In its first 12 months, the NASCAR Hall of Fame entertained more than 270,000 customers making it the second-most visited sports hall of fame in North America. In 2010, the National Baseball Hall of Fame led the way with 281,000 visitors, while the Pro Football Hall of Fame had 191,943 visitors.

“We fully acknowledge our initial attendance estimates turned out to be high, especially in this economy and for a start-up business,” said Kelley. “In retrospect, we needed to extensively research venues comparable to us, such as sports halls of fame in addition to the entertainment attractions. Overall, I’m pleased with the way our team has been able to react to the market conditions. We reigned in expenses quickly and will be able to cover our operating losses through the CRVA reserve fund, essentially the company’s savings account.

“We’ve been open long enough now to shift our focus away from projections and look at reality. When you compare our numbers to today’s marketplace and the other sports halls, we are making excellent progress. Charlotte should be proud to have the second-highest attended sports hall of fame in North America. We are just a few percent shy of baseball, a venue that has decades of history.”

NASCAR has an expansive fan base across America and internationally, and the NASCAR Hall of Fame was built to tell NASCAR’s story, both historic and current. According to NASCAR executives, the attraction is well on its way to an established brand of its own.

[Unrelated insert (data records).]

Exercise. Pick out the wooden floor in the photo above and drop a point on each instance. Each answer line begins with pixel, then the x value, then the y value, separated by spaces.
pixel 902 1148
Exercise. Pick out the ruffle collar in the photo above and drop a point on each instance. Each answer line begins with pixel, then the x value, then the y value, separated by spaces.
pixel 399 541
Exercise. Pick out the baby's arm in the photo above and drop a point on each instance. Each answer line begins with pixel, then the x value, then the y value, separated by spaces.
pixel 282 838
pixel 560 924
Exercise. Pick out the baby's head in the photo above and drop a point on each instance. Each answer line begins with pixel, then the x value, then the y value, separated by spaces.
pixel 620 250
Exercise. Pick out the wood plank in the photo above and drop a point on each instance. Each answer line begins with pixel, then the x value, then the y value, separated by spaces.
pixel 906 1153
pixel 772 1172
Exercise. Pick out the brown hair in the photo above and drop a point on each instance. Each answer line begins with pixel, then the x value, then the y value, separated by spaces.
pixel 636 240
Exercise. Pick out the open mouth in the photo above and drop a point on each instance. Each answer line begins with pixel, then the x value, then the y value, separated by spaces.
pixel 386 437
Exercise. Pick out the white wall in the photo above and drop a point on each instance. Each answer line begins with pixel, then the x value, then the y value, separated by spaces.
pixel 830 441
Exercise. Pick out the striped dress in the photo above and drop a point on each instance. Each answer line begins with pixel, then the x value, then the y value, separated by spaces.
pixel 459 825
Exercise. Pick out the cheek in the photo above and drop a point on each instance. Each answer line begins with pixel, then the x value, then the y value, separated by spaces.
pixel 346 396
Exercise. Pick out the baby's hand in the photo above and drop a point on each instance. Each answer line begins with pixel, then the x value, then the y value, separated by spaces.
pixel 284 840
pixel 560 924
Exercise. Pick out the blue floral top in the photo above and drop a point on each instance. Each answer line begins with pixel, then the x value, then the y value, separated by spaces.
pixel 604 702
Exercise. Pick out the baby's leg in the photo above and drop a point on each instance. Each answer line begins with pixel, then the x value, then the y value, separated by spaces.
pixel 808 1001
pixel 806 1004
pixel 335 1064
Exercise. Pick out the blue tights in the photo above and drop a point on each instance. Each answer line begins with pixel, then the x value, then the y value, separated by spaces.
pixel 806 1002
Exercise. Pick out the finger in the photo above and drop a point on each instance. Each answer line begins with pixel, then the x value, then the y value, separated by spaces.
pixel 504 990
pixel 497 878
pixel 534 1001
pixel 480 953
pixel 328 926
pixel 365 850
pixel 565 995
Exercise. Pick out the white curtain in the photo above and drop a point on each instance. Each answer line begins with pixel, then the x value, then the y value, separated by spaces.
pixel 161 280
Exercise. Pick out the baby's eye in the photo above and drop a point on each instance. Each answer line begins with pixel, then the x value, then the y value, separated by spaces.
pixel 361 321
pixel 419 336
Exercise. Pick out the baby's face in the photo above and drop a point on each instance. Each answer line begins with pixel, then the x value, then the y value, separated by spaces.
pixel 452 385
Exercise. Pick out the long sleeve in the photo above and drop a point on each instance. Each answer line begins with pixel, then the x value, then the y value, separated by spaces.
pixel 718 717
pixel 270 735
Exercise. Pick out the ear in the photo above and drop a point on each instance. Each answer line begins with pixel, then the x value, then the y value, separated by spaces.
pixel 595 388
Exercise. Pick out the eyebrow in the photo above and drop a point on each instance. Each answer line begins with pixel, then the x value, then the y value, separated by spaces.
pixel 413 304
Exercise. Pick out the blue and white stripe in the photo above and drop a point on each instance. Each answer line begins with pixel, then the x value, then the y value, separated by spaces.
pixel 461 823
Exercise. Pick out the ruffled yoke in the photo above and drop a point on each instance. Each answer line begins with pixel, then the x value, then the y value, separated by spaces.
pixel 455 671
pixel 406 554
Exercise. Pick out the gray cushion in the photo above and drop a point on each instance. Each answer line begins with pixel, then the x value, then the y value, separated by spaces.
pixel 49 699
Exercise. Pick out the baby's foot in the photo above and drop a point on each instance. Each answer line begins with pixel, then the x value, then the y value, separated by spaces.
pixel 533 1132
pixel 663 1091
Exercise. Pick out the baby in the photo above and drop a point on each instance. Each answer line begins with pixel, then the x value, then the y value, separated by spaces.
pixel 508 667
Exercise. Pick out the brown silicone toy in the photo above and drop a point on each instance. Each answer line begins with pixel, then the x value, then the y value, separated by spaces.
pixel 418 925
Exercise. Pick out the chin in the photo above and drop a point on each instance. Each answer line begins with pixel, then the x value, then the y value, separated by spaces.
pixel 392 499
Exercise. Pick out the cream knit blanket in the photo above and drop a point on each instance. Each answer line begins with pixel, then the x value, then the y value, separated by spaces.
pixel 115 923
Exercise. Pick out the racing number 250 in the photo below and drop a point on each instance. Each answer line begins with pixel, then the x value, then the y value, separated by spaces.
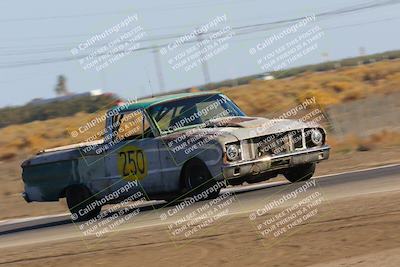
pixel 132 163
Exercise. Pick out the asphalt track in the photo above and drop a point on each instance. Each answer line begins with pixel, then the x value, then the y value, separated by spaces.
pixel 247 200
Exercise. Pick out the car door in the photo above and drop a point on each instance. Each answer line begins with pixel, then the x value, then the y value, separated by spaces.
pixel 134 160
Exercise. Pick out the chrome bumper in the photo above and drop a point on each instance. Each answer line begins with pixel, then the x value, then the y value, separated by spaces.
pixel 257 166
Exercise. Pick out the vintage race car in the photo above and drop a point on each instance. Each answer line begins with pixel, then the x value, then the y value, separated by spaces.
pixel 169 147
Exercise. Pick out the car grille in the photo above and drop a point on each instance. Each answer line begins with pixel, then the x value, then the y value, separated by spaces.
pixel 277 144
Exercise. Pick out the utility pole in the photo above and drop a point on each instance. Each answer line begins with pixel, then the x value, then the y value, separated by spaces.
pixel 204 64
pixel 157 62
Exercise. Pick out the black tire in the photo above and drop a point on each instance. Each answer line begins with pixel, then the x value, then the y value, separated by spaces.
pixel 198 179
pixel 300 173
pixel 78 199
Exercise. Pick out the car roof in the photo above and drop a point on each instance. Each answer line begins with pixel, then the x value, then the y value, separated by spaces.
pixel 147 102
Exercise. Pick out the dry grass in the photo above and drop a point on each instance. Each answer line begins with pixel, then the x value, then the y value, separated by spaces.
pixel 329 88
pixel 256 98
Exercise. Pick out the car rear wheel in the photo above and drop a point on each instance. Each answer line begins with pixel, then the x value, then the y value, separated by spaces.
pixel 81 203
pixel 300 173
pixel 198 180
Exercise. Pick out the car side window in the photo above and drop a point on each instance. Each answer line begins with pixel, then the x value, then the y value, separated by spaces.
pixel 133 125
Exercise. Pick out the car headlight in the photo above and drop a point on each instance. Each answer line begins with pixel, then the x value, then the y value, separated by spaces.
pixel 233 152
pixel 316 137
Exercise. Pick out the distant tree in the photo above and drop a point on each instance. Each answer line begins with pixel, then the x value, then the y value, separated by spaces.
pixel 61 87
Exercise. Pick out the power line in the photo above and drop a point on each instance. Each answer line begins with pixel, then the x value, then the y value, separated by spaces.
pixel 248 30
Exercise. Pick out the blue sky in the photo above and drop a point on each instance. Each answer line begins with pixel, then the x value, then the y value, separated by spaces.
pixel 33 31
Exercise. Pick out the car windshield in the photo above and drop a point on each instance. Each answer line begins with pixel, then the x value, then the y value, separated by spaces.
pixel 188 112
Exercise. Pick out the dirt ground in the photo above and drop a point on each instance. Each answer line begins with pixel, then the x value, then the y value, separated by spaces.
pixel 356 231
pixel 13 206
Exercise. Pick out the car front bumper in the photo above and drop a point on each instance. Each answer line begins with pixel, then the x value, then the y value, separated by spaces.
pixel 265 164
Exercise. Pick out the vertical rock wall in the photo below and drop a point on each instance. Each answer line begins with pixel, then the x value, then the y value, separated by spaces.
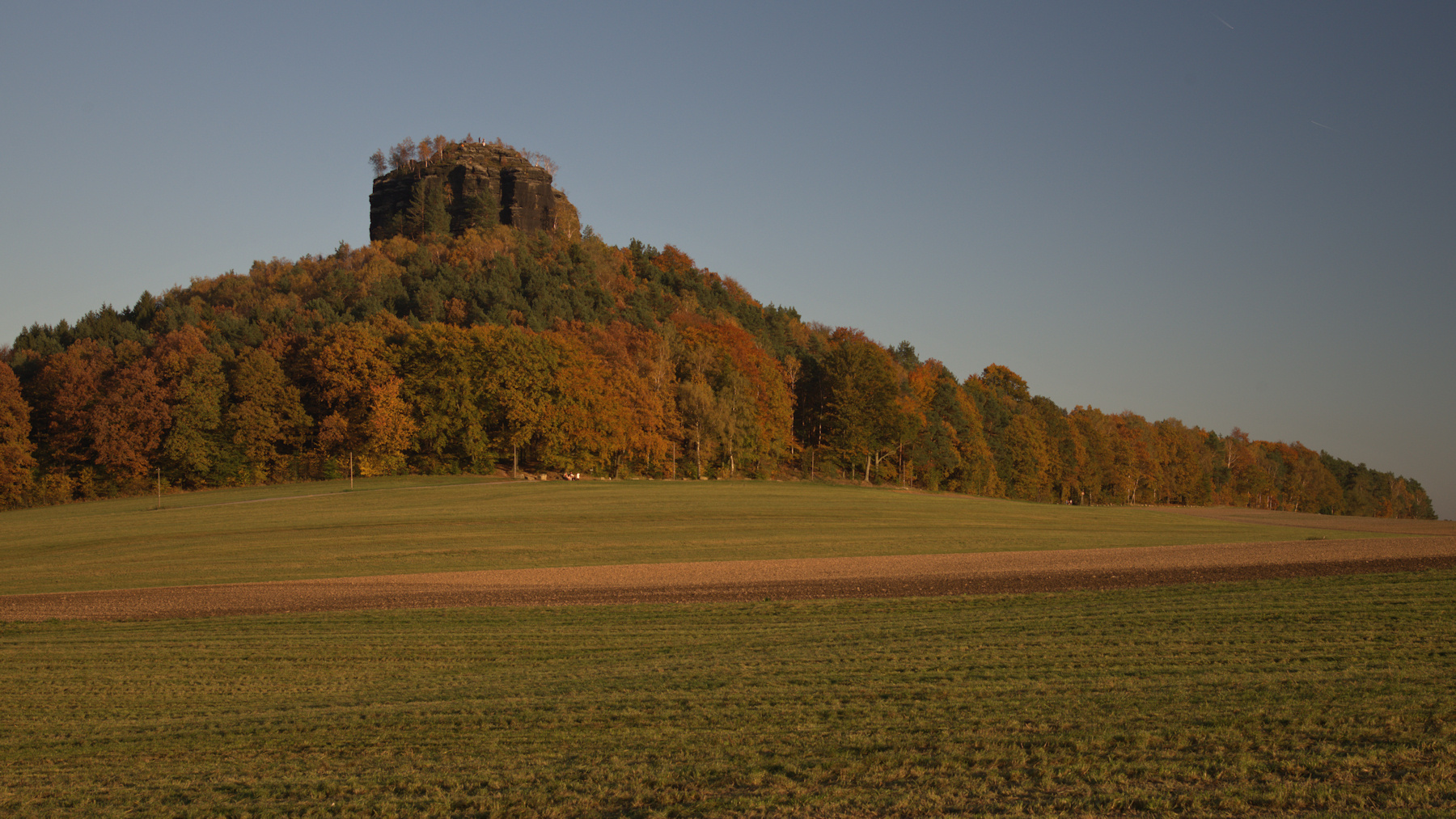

“NASCAR is thrilled to celebrate the one-year anniversary of the opening of the NASCAR Hall of Fame,” said Blake Davidson, vice president of licensing and consumer products for NASCAR. “We could not be more pleased with our partnership with the City of Charlotte and the facility itself. The NASCAR Hall of Fame has set the new standard for other halls and similar attractions to follow. We are confident that the NASCAR Hall of Fame will continue to serve as one of the most important attractions that Charlotte and the region have to offer, while also resonating as the ultimate destination for all NASCAR fans.”

Jenatian concurs: “As a multi-dimensional travel destination, the NASCAR Hall of Fame has been vital in the city’s journey to become a great place to visit and hold major conventions. We are extremely excited about the Hall of Fame’s role in growing our remarkable industry, as we know the best is yet to come.”